RESUME : En RDC, la problématique du scrutin présidentiel à un tour est restée à la une des nouvelles de la semaine. C’est en un temps record que la révision de la constitution portant sur cette question et d’autres a été approuvée par le Parlement. Une délégation de l’opposition dont le nouveau candidat à la présidentielle, Vital Kamerhe, s’est fait le porte-parole, a marqué sa désapprobation au mode de scrutin auprès de la représentante spéciale adjointe du Secrétaire général des N.U., tandis que deux ONG (RENADHOC et la Voix des Sans Voix) ont évoqué une future crise de légitimité électorale et/ou la possible montée en phase de problèmes sécuritaires et identitaires si ce mode de scrutin était appliqué. De son côté, l’Assemblée nationale a formalisé la désignation des membres de la CENI. On signalera aussi, qu’à Bunia, le parti d’opposition UPC s’est vu interdire de tenir un meeting alors que, peu avant, les membres du PPRD avaient tenu au même endroit une cérémonie de prestation de serment.
Du côté des partenaires internationaux, la Belgique a fait savoir qu’il appartenait aux autorités politiques de la RDC de décider du mode de scrutin tout en insistant sur le respect du calendrier. Par contre au Sénat belge, au cours d’une audition sur le sujet, un expert et un sénateur se sont élevés contre ce qui leur apparaît comme « une dérive dangereuse ». L’ambassadeur des Etats-Unis a déclaré quant à lui que son pays suivra avec intérêt les élections, les candidats à la présidence devant être autorisés à participer au scrutin « sans être intimidés ». La France annonce de son côté qu’elle observera aussi avec attention la poursuite du processus électoral qui devra être libre, ouvert et transparent : elle a toutefois constaté une révision menée dans des délais très brefs.
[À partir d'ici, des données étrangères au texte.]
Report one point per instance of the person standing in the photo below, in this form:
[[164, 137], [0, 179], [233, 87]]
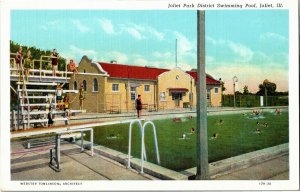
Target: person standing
[[18, 59], [54, 57], [138, 105], [81, 96], [27, 64], [72, 67], [59, 93]]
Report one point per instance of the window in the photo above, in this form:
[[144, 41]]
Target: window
[[162, 96], [132, 93], [176, 96], [84, 85], [208, 94], [95, 85], [147, 88], [115, 87], [216, 90], [75, 85]]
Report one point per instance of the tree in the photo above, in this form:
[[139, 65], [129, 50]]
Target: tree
[[267, 87], [246, 91], [36, 55], [222, 83]]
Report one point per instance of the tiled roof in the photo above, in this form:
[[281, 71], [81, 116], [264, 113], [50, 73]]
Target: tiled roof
[[209, 79], [143, 73], [132, 72]]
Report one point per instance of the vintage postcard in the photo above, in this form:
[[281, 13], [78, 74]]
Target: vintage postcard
[[149, 95]]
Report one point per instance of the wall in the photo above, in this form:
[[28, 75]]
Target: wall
[[94, 100], [175, 78]]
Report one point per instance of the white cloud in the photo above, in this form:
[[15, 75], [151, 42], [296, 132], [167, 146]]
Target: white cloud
[[184, 44], [155, 33], [184, 66], [119, 57], [78, 51], [209, 59], [142, 31], [107, 26], [273, 36], [134, 33], [215, 41], [43, 27], [241, 50], [165, 55], [82, 28]]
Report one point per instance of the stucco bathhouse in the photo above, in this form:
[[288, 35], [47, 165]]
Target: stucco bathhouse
[[112, 87]]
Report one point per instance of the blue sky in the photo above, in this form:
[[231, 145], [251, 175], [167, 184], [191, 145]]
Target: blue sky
[[251, 44]]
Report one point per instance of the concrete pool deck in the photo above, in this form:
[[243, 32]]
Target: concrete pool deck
[[111, 165], [108, 164]]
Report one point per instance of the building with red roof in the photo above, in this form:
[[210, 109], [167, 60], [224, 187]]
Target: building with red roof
[[113, 87]]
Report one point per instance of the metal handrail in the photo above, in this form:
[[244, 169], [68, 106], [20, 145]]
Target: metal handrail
[[155, 143], [139, 122], [143, 148]]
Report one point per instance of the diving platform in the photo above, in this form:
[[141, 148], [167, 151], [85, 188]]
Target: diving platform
[[37, 91]]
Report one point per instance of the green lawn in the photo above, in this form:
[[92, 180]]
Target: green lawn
[[236, 135]]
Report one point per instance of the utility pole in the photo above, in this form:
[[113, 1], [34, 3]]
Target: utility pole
[[201, 146], [176, 53]]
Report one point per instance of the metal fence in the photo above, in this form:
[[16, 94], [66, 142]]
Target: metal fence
[[253, 101]]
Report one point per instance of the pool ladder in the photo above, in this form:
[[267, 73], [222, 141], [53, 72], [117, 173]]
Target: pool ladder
[[143, 148]]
Quant à l’Union européenne, ses ambassadeurs, reçus par le Premier ministre et le président de l’Assemblée nationale, ont fait savoir qu’ils n’ont pas à porter un jugement sur le système électoral, mais ne sont concernés que par un accès équitable aux médias et par un processus électoral libre et sécurisé[1].
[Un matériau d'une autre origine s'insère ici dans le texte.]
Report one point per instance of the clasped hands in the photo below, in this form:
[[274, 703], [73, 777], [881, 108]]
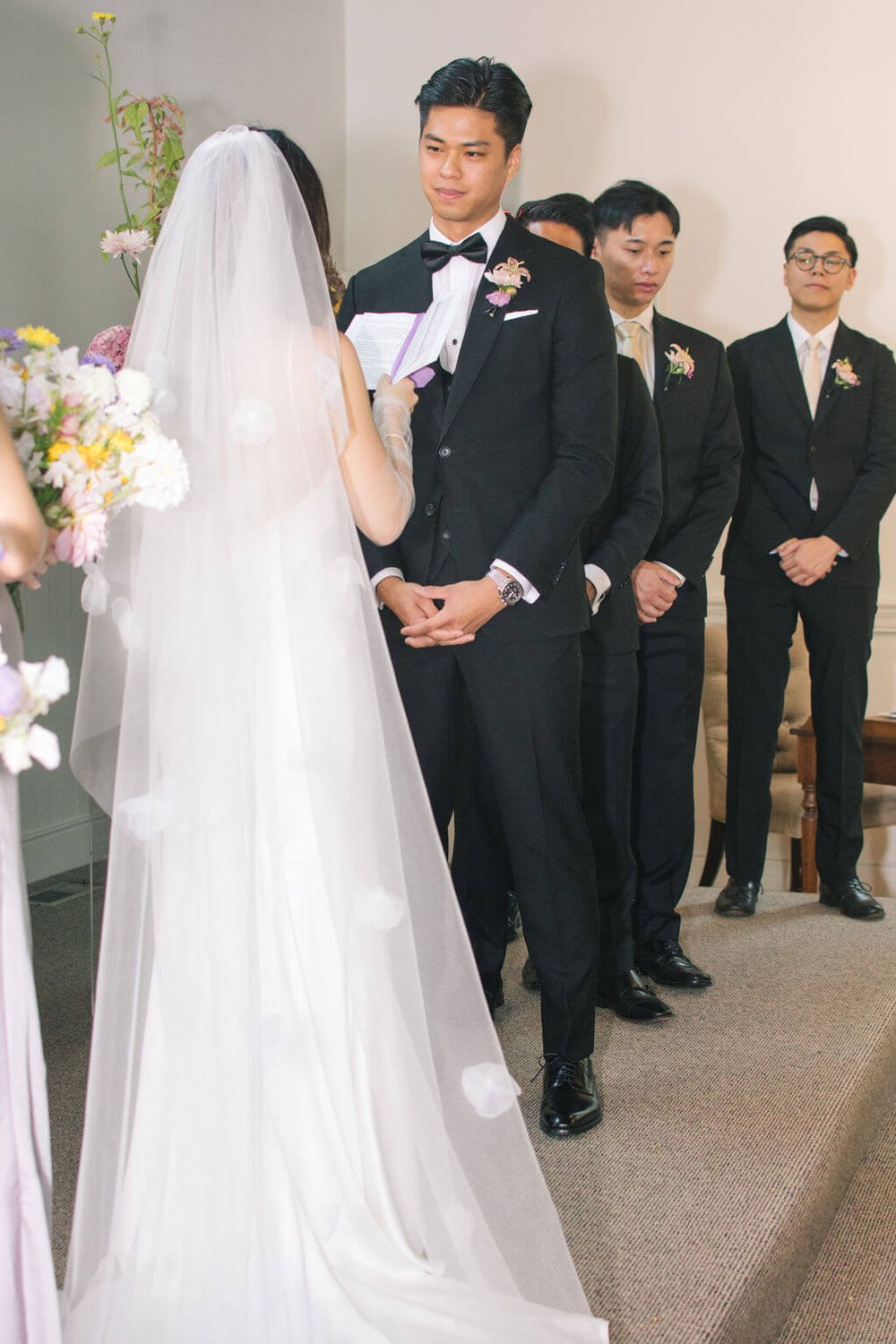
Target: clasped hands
[[807, 559], [465, 609]]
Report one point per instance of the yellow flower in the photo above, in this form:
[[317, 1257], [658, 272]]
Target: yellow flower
[[38, 336], [93, 454], [121, 443]]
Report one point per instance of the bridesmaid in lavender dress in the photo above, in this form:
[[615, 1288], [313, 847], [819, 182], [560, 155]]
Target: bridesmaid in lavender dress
[[29, 1304]]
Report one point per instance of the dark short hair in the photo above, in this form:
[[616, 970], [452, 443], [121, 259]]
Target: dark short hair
[[626, 201], [312, 191], [823, 225], [482, 83], [564, 207]]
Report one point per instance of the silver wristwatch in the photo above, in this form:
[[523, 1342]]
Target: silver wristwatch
[[509, 590]]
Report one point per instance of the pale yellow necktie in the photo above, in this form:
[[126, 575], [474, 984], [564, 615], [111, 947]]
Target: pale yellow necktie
[[812, 374], [633, 336]]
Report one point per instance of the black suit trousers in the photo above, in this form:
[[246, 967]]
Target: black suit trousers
[[524, 702], [837, 623], [670, 682]]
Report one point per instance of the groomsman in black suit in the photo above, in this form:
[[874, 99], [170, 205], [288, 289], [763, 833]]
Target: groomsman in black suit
[[614, 539], [513, 448], [700, 449], [817, 406]]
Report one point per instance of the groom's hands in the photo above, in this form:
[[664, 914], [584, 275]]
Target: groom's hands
[[466, 607], [416, 609]]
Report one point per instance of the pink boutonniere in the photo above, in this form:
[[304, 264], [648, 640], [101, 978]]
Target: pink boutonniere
[[680, 365], [508, 276], [845, 374]]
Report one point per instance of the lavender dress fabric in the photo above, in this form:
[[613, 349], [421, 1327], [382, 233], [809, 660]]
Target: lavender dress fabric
[[29, 1303]]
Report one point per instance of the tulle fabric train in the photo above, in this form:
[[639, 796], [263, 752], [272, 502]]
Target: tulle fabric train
[[29, 1301], [300, 1126]]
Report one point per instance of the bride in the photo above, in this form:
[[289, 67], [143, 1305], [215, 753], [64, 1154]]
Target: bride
[[300, 1126]]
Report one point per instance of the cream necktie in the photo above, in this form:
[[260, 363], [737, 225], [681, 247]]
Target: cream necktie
[[633, 336], [812, 374]]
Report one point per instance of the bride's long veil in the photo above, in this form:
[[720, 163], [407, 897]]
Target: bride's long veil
[[298, 1121]]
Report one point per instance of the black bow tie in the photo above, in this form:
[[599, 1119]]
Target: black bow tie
[[440, 254]]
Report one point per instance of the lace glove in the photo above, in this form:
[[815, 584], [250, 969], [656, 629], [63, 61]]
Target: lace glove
[[392, 424]]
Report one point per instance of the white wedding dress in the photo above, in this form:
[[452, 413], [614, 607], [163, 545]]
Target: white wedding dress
[[298, 1126]]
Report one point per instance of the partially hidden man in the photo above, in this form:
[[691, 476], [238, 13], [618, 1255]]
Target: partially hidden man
[[513, 449]]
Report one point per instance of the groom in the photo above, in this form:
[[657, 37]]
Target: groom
[[482, 594]]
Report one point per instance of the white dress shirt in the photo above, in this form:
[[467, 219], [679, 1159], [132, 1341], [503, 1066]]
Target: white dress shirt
[[801, 340], [599, 577], [463, 277]]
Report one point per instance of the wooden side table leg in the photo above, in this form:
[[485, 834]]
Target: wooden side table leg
[[809, 827]]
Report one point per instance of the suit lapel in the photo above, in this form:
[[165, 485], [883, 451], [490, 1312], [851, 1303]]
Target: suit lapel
[[829, 392], [482, 328], [782, 357]]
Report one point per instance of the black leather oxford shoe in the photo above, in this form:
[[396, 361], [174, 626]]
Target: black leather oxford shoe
[[667, 962], [570, 1102], [737, 898], [633, 999], [853, 898]]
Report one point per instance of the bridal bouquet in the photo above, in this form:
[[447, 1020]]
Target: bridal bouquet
[[86, 437], [26, 694]]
Dans le domaine de l’armée, l’ancien ministre belge de la Défense, qui a défendu un partenariat belgo-congolais novateur, a mis l’accent sur la nécessité d’un armée républicaine plus réduite et sur l’importance de forces spéciales. Par ailleurs, un général congolais, porté disparu, a été arrêté à Brazzaville : il serait impliqué dans une infiltration d’hommes armés dans le Bas Congo et le Bandundu.
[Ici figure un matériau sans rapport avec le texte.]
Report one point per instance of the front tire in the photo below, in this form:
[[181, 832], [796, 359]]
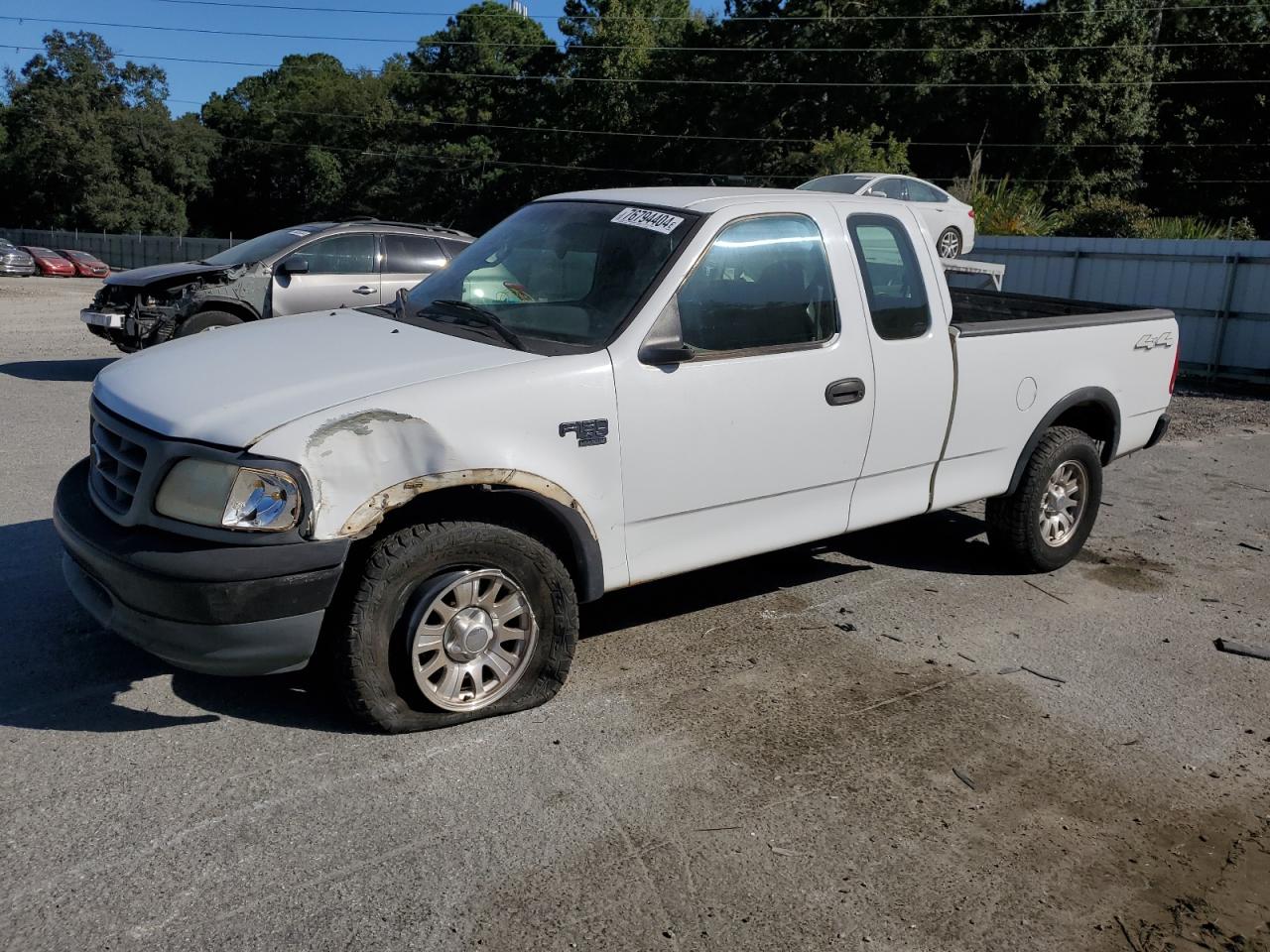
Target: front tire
[[949, 244], [1044, 524], [451, 622], [207, 320]]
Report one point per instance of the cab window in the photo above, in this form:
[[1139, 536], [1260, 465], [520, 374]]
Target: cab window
[[763, 284], [893, 280]]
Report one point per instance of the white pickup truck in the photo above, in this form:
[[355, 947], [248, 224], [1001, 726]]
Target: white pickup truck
[[608, 388]]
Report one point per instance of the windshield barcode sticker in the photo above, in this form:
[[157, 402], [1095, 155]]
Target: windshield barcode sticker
[[645, 218]]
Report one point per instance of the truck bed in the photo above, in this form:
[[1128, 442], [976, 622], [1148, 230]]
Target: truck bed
[[982, 312]]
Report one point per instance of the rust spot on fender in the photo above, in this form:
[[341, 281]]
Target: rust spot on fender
[[370, 513]]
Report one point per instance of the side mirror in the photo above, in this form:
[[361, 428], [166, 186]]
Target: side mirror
[[666, 352], [665, 341]]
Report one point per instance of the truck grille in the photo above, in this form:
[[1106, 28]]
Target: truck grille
[[116, 468]]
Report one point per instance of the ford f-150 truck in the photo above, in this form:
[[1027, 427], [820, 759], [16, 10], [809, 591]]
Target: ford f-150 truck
[[608, 388]]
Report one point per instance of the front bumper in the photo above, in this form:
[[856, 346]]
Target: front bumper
[[204, 606], [99, 318]]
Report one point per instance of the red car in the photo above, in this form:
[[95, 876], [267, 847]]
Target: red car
[[85, 266], [50, 262]]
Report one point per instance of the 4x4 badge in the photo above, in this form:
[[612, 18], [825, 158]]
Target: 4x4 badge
[[1148, 341], [590, 433]]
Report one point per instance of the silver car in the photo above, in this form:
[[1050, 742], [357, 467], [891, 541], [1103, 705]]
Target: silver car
[[949, 220], [316, 267], [14, 261]]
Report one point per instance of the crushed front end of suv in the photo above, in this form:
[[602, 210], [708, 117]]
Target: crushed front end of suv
[[312, 267]]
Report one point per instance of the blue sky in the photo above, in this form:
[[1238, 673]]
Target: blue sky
[[194, 81]]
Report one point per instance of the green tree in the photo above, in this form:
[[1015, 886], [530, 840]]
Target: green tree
[[453, 93], [305, 141], [1091, 102], [91, 145], [852, 151]]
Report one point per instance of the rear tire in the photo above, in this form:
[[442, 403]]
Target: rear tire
[[949, 244], [207, 320], [411, 644], [1044, 522]]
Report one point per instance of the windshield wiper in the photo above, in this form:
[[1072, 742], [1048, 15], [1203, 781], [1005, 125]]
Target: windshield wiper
[[471, 313]]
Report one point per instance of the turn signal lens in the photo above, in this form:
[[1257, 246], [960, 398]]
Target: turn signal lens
[[262, 499]]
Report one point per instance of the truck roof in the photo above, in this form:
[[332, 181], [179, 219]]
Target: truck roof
[[707, 198]]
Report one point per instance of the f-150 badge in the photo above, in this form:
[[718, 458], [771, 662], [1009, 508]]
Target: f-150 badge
[[1148, 341], [590, 433]]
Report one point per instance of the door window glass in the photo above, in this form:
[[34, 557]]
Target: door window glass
[[893, 280], [340, 254], [765, 282], [412, 254], [453, 248]]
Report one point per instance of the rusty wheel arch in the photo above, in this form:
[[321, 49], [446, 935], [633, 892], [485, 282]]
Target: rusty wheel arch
[[521, 500]]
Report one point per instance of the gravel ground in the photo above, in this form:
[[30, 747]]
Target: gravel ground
[[1201, 413], [876, 742]]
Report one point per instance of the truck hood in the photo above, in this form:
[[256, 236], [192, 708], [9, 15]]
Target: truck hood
[[234, 385], [140, 277]]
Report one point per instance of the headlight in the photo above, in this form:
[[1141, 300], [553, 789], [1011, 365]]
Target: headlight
[[229, 497]]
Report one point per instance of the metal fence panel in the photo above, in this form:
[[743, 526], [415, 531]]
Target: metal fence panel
[[121, 252], [1219, 290]]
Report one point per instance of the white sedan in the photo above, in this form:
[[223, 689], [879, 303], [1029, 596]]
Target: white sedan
[[951, 221]]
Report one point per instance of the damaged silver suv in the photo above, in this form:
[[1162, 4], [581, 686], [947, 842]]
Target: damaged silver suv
[[314, 267]]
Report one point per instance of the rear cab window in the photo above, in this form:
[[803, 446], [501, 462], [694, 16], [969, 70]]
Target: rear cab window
[[340, 254], [893, 280], [412, 254]]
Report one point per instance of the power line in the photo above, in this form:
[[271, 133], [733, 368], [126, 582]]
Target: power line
[[1037, 14], [665, 173], [807, 84], [575, 48], [685, 136]]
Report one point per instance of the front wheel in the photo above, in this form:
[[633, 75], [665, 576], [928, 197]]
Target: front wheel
[[454, 621], [1044, 524], [207, 320], [949, 244]]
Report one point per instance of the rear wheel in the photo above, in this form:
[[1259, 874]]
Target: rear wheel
[[451, 622], [949, 244], [207, 320], [1044, 524]]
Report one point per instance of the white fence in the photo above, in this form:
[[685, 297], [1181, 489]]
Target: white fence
[[1219, 290]]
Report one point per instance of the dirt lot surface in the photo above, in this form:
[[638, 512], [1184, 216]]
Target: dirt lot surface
[[879, 742]]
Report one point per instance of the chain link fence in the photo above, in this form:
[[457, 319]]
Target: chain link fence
[[121, 252]]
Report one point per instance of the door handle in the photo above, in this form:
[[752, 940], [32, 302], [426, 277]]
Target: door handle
[[844, 391]]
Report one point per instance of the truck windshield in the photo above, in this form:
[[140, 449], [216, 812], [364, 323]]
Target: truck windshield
[[846, 184], [263, 245], [563, 272]]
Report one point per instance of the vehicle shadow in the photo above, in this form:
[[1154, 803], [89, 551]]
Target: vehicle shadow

En matière de sécurité, on signalera une étude sur les causes des conflits au Kivu, région où plus de 1.800 combattants FDLR ont été démobilisés et plus de 1.600 ont été rapatriés en 2010. Au Sud Kivu, un colonel qui appartenait au CNDP de Laurent Nkunda a été arrêté avec sept soldats pour avoir été impliqué dans des viols de masse dans la région de Fizi. Dans la même région ainsi que dans celle d’Uvira, on signale une persécution et des menaces d’enlèvement des albinos comme dans le cas du Burundi voisin. Au Nord Kivu, les opérations « Ruhenzori » contre les ADF/NALU entrent dans leur phase décisive selon le commandement militaire. Par ailleurs, des coupeurs de route continuent à sévir au sud de Butembo où ils se sont attaqués au véhicule d’un prêtre. En Province Orientale, une bande armée qui appartiendrait à la LRA a attaqué un véhicule en territoire de Dungu. En Equateur, une baleinière a été braquée par des militaires du Congo-Brazzaville. Enfin, à Kinshasa, le ministre de l’Enseignement supérieur estime que la mort de l’étudiant retrouvé pendu sur le campus la semaine dernière, mort qui a entraîné des troubles sur ce campus, est une machination visant à provoquer un soulèvement des étudiants.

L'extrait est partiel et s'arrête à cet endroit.